Git is a Directed Acyclic Graph and What the Heck Does That Mean?

Sharon Cichelli
Oct 13, 2017 · 6 min read

The Git version-control system frustrates me because, while it is an excellent productivity tool that lets scores of developers collaborate on a single code base without clobbering each other, it asks its users to understand how it works at its deepest levels. It’s like if you were going to write a letter and first had to read a treatise on UTF-8 encoding. I want to make Git less mysterious.

A core concept — once you can visualize it, you can troubleshoot and recover from those weird Git situations you inevitably find yourself in — is the way that commits relate to each other. And the wildly accurate and incredibly unhelpful description of that way is “a directed acyclic graph.” (Although, when I sat down to write this, my dashboard contained a link to this cheerful deep-dive with illustrations: Spinning Around In Cycles With Directed Acyclic Graphs.)
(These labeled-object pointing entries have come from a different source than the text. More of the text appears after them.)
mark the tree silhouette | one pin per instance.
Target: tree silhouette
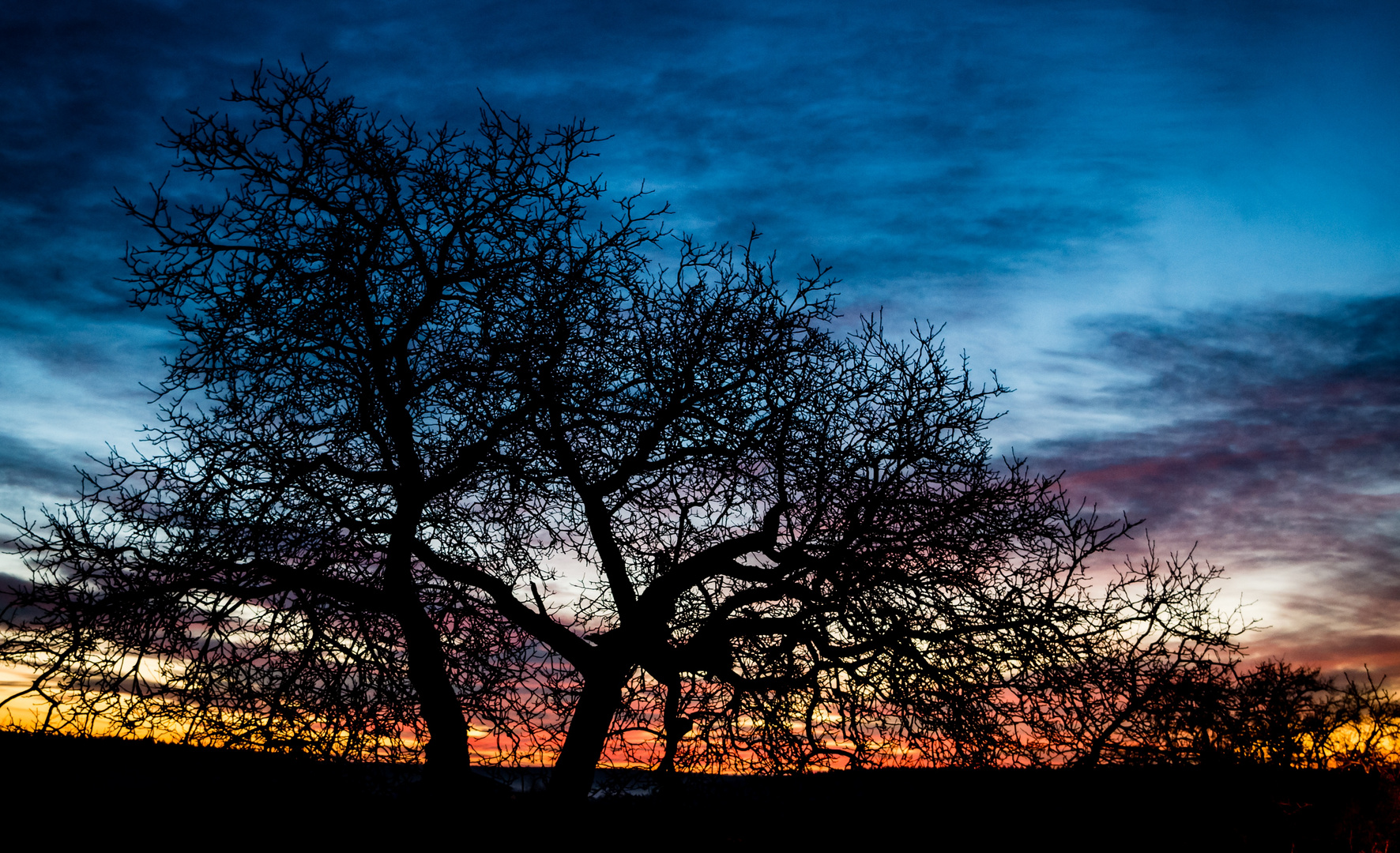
(442, 451)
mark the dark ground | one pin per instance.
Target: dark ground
(62, 791)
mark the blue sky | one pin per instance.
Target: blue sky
(1173, 226)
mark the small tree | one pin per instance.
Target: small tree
(420, 398)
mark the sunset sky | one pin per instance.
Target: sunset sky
(1173, 227)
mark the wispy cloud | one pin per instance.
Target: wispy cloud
(1280, 454)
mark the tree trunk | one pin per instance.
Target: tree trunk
(447, 747)
(573, 773)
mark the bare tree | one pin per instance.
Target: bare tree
(442, 450)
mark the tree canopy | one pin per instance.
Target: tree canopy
(447, 457)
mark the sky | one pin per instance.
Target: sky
(1173, 227)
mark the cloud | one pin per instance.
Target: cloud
(1278, 451)
(31, 467)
There’s a much simpler way to understand this.

Whom do you follow?

This is just like the way a Git commit history is structured. Each commit remembers which commit came before it. (A merge commit points to two previous commits.)

Image for post
Image for post
Think of commits like people waiting in a shop, each pointing to the person he or she follows.

So wait, what is a commit then? It’s a snapshot of the state of your files, plus some metadata such as who made the commit and when, with a comment, and a pointer to the previous commit(s). That pointer is part of what makes a unique commit. This is why actions that change the parent, such as rebase and cherry-pick, create a new commit with a new ID. This is why re-writing history with those actions on commits you’ve already pushed to a shared repository can cause grief for your collaborators and is a stern no-no. If I’ve built on top of commit A, such that my commit B includes a pointer to A as its parent, and you rebase and replace A with toothpaste, my B is orphaned, pointing to a parent that is no longer part of the history.

The drawings are wrong

People who use words like “directed graph” draw commits with each arrow pointing to the preceding commit.

Image for post
Image for post
Time marches from left to right; arrows point to the left.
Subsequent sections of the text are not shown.